November 1st, 2001

Problem summary

Two of the database servers weren't accepting new connections last night. Oddly, the machines weren't near swapping, had only half their normal connections, and had no load. So something's weird.

We're working with the database vendor to figure out why it happened. We're probably hitting some artificial limit we never raised. Assuming that, I've restarted the two offending database servers with lower resource usage parameters until we can figure out why it happened in the first place.

This wasn't a problem with bml as so many people decided. The only reason it was more obvious there was because we run less of those processes and they recycle themselves more often, which means they try to reconnect to the database more often. Normally if the database is gone, they complain immediately. But the database was accepting connections and then hanging, so the bml processes hung too. All the web processes hung, actually, but some lived through the night and those were the ones you were hitting... the ones that were responsive still. In another few hours, everything would've been unresponsive.
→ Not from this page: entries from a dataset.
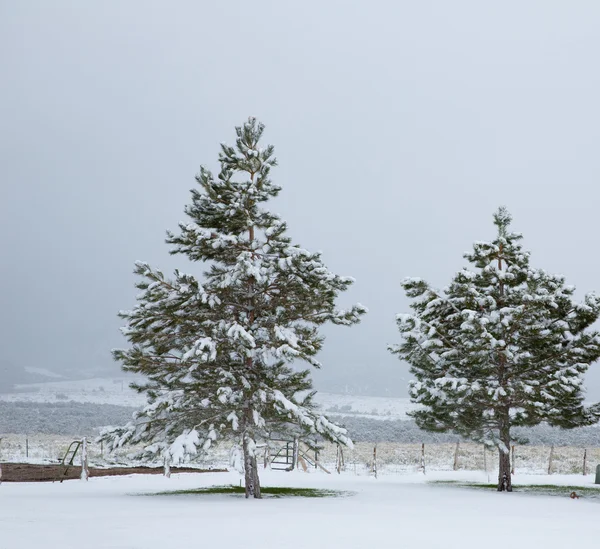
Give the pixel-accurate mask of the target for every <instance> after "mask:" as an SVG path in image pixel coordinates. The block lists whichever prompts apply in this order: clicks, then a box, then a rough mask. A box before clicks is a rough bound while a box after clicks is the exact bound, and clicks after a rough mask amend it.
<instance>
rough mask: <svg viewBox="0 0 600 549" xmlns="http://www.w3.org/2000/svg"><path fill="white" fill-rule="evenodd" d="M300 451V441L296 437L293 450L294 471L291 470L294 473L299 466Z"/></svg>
mask: <svg viewBox="0 0 600 549" xmlns="http://www.w3.org/2000/svg"><path fill="white" fill-rule="evenodd" d="M299 451H300V441H299V440H298V437H294V447H293V449H292V469H291V470H292V471H293V470H294V469H295V468H296V466H297V465H298V455H299Z"/></svg>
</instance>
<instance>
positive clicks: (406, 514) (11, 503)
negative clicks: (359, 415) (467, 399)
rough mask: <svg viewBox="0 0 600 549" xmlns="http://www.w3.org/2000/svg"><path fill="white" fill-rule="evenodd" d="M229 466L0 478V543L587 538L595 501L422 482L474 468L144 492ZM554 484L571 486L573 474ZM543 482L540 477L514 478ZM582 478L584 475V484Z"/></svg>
mask: <svg viewBox="0 0 600 549" xmlns="http://www.w3.org/2000/svg"><path fill="white" fill-rule="evenodd" d="M239 479H240V476H239V475H238V474H233V473H218V474H217V473H215V474H197V475H196V474H181V475H174V476H173V477H172V478H170V479H167V478H164V477H159V476H142V475H139V476H130V477H109V478H95V479H91V480H90V481H89V482H87V483H86V482H82V481H68V482H65V483H63V484H52V483H41V484H34V483H31V484H9V483H4V484H2V485H0V549H17V548H18V549H40V548H44V547H51V548H54V547H57V548H58V547H60V548H61V549H75V548H77V549H82V548H86V549H153V548H156V549H159V548H160V549H165V548H181V549H187V548H192V547H216V548H224V549H229V548H232V549H233V548H238V547H244V548H245V549H252V548H256V549H258V548H260V549H268V548H278V549H281V548H285V547H298V548H310V549H319V548H323V549H336V548H340V549H353V548H356V549H365V548H372V549H388V548H389V549H397V548H400V547H407V548H410V547H416V548H419V549H428V548H432V549H439V548H443V547H447V548H455V547H456V548H461V549H469V548H477V549H481V548H482V547H485V548H486V549H494V548H502V549H505V548H506V547H511V548H512V549H521V548H523V549H524V548H528V549H529V548H536V547H543V548H544V549H555V548H556V549H558V548H560V549H564V548H565V547H582V548H585V547H597V546H598V539H599V536H600V522H599V521H598V513H599V512H600V503H598V500H596V501H593V500H590V499H585V498H582V499H579V500H571V499H569V498H568V497H566V496H561V497H559V496H539V495H527V494H518V493H513V494H505V493H497V492H494V491H480V490H475V489H473V490H468V489H460V488H455V487H448V486H439V485H437V486H436V485H431V484H425V481H426V480H429V481H431V480H434V479H445V480H448V479H460V480H466V479H468V480H480V481H482V480H485V479H484V478H482V476H481V475H478V474H476V473H460V472H459V473H446V474H438V475H437V476H435V477H434V476H432V475H427V477H423V475H407V476H395V477H386V478H385V479H377V480H376V479H374V478H369V477H355V476H351V475H339V476H338V475H325V474H322V473H313V474H304V473H276V472H271V473H270V474H264V475H263V476H262V479H263V480H262V482H263V485H271V486H294V487H296V486H297V487H318V488H328V489H335V490H343V491H350V492H353V493H354V494H353V495H348V496H345V497H338V498H317V499H312V498H310V499H309V498H286V499H263V500H260V501H254V500H250V501H246V500H245V499H244V498H243V497H240V496H232V495H230V496H223V495H202V496H200V495H176V496H148V495H144V494H152V493H156V492H164V491H174V490H183V489H193V488H199V487H203V486H210V485H222V484H232V483H233V484H238V483H239ZM550 480H551V481H552V482H554V483H557V482H558V483H560V484H565V485H569V484H571V485H574V484H577V485H580V484H582V480H583V479H582V477H575V478H571V477H558V476H553V477H552V478H551V479H550ZM519 481H520V482H524V483H525V482H534V483H539V484H544V483H547V482H548V481H549V479H548V477H539V476H538V477H532V478H527V477H521V478H520V479H519ZM590 483H591V480H590V479H588V480H587V482H586V483H585V484H587V485H589V484H590Z"/></svg>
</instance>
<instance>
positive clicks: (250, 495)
mask: <svg viewBox="0 0 600 549" xmlns="http://www.w3.org/2000/svg"><path fill="white" fill-rule="evenodd" d="M251 442H252V441H251V439H250V436H249V435H248V434H247V433H246V434H245V435H244V441H243V444H242V448H243V451H244V480H245V483H246V498H255V499H260V497H261V495H260V480H259V478H258V464H257V462H256V455H255V453H254V452H253V451H252V450H251V449H250V445H251Z"/></svg>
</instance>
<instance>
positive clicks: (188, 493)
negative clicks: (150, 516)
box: [150, 484, 352, 498]
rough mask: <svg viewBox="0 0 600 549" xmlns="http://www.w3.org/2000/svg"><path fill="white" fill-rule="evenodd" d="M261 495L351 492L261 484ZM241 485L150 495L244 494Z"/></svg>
mask: <svg viewBox="0 0 600 549" xmlns="http://www.w3.org/2000/svg"><path fill="white" fill-rule="evenodd" d="M260 491H261V495H262V496H263V497H269V498H283V497H302V498H331V497H343V496H349V495H352V492H342V491H339V490H323V489H319V488H287V487H282V486H261V488H260ZM245 493H246V491H245V489H244V487H243V486H236V485H235V484H230V485H227V486H209V487H207V488H195V489H193V490H176V491H173V492H158V493H156V494H150V495H152V496H184V495H210V494H221V495H244V494H245Z"/></svg>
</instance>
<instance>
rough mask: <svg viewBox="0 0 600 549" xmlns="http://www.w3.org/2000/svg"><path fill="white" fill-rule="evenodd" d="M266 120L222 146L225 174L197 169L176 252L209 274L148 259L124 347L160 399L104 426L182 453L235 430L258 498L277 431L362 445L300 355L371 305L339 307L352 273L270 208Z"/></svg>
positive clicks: (146, 442) (245, 470)
mask: <svg viewBox="0 0 600 549" xmlns="http://www.w3.org/2000/svg"><path fill="white" fill-rule="evenodd" d="M263 129H264V127H263V125H262V124H260V123H258V122H257V121H256V120H255V119H254V118H250V119H249V120H248V121H247V122H246V123H245V124H244V125H243V126H242V127H238V128H236V132H237V140H236V144H235V146H229V145H225V144H222V145H221V153H220V155H219V162H220V165H221V170H220V173H219V174H218V177H217V178H215V177H213V175H212V173H211V172H210V171H208V170H207V169H206V168H204V167H202V168H201V169H200V173H199V175H198V176H197V177H196V180H197V182H198V183H199V185H200V188H199V189H194V190H192V191H191V192H192V202H191V204H190V205H188V206H187V207H186V214H187V216H188V217H189V218H190V221H189V222H187V223H181V224H180V231H179V232H178V234H174V233H168V236H167V243H168V244H170V245H172V249H171V253H172V254H183V255H186V256H187V257H188V258H189V259H190V260H191V261H192V262H204V263H205V265H207V270H206V272H204V276H203V278H202V280H199V279H198V278H196V277H195V276H194V275H192V274H186V273H183V272H181V271H175V274H174V277H172V278H167V277H165V276H164V274H163V273H162V272H161V271H159V270H157V269H154V268H152V267H150V266H149V265H148V264H146V263H137V265H136V269H135V272H136V274H137V275H139V277H140V279H141V280H140V281H139V282H138V283H137V287H138V288H139V289H140V290H141V294H140V295H138V303H137V306H136V307H135V308H134V309H133V310H132V311H126V312H122V313H120V316H121V317H122V318H123V319H125V320H126V321H127V326H126V327H125V328H124V329H123V332H124V334H125V335H126V337H127V339H128V340H129V342H130V343H131V344H132V345H131V347H130V348H128V349H123V350H115V351H114V357H115V359H116V360H117V361H119V362H121V364H122V367H123V369H124V370H126V371H128V372H134V373H136V374H142V375H143V376H145V378H146V380H147V381H146V382H145V383H139V384H137V385H134V386H135V388H136V389H137V390H138V391H139V392H141V393H145V394H146V395H147V397H148V404H147V405H146V406H145V407H144V408H143V409H142V410H141V411H139V412H138V413H136V415H135V417H134V420H133V421H132V422H130V423H129V424H128V425H127V426H126V427H124V428H117V429H111V430H108V431H106V432H105V433H104V434H103V437H104V439H105V440H107V441H110V443H111V445H112V447H113V448H114V447H118V446H120V445H122V444H125V443H132V444H135V443H145V444H146V445H145V450H144V454H145V455H146V457H151V456H162V457H163V459H167V460H168V461H170V462H173V463H177V462H178V461H180V460H181V459H182V458H183V457H185V456H190V455H195V454H197V453H198V452H201V451H206V450H208V449H209V448H210V447H211V446H212V445H213V444H214V443H216V442H217V441H219V440H222V439H229V440H231V439H234V440H236V441H237V442H238V444H239V446H238V447H237V450H236V449H234V453H237V454H238V455H241V456H243V468H244V470H245V480H246V497H260V483H259V478H258V468H257V453H256V451H255V450H256V445H257V444H258V443H261V442H265V441H266V440H267V439H268V438H269V435H270V434H271V433H277V434H278V435H289V436H305V435H307V434H315V435H316V434H319V435H322V436H324V437H326V438H329V439H331V440H334V441H337V442H341V443H344V444H348V443H350V441H349V439H348V437H347V434H346V431H345V430H344V429H342V428H340V427H337V426H336V425H334V424H333V423H331V422H330V421H328V419H327V418H326V417H325V416H323V415H321V414H320V413H319V412H318V410H317V409H316V407H315V405H314V404H313V400H312V397H313V394H314V392H313V391H312V383H311V379H310V372H309V370H297V369H293V368H292V367H291V366H290V365H289V363H291V362H293V361H296V360H303V361H306V362H308V363H309V364H310V365H312V366H314V367H317V368H318V367H319V366H320V364H319V363H318V361H317V360H316V358H315V355H316V354H317V353H318V352H319V350H320V349H321V347H322V345H323V337H322V336H321V335H320V334H319V326H320V325H322V324H324V323H327V322H332V323H334V324H340V325H346V326H349V325H352V324H356V323H357V322H359V320H360V316H361V315H362V314H363V313H365V312H366V309H365V308H364V307H363V306H362V305H360V304H357V305H355V306H352V307H350V308H348V309H345V310H342V309H338V308H337V307H336V304H335V301H336V298H337V297H338V294H339V293H340V292H343V291H345V290H346V289H348V287H349V286H350V285H351V284H352V283H353V279H351V278H348V277H341V276H338V275H336V274H334V273H332V272H330V271H329V270H328V269H327V268H326V267H325V265H324V264H323V262H322V260H321V257H320V254H319V253H311V252H309V251H307V250H305V249H303V248H300V247H299V246H297V245H294V244H292V242H291V240H290V238H289V237H288V236H287V235H286V229H287V227H286V224H285V222H284V221H283V220H282V219H280V218H279V217H278V216H277V215H275V214H273V213H271V212H269V211H267V210H266V209H263V208H262V205H263V204H264V203H265V202H267V201H268V200H269V199H271V198H273V197H275V196H277V195H278V193H279V191H280V187H278V186H276V185H275V184H274V183H273V182H272V181H271V179H270V170H271V167H273V166H275V164H276V161H275V158H274V156H273V147H272V146H267V147H264V148H261V147H260V146H259V140H260V138H261V136H262V133H263ZM240 447H241V448H240ZM240 450H241V451H240ZM238 461H239V460H238Z"/></svg>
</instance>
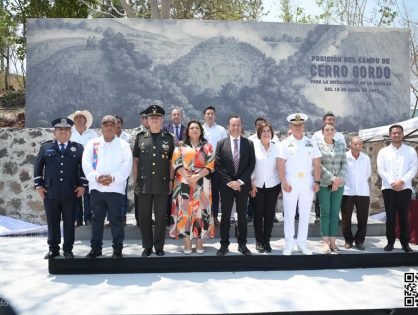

In any case, we're going to figure out why this happened in the first place, then document it so when we build future database servers it won't happen again.

Actual maintenance!

We've been converting machine after machine to ext3[1] so if another power failure hits, it doesn't cause so much chaos.

We'd been talking about doing this "sometime soon" for weeks before the power outage. Guess we learned our lesson.

Most machines we can just reboot and the load balancer won't give them traffic while they're dead. However, now it's time to do the master database server. The site will be down for 5 minutes at most in the next hour here sometime. (Waiting for sherm to call me from the NOC ... he's going to be there just in case there's a problem with the machine not coming back up.)

[1] I like ReiserFS also, but converting an existing machine from ext2 to ext3 is just so painless: only one command.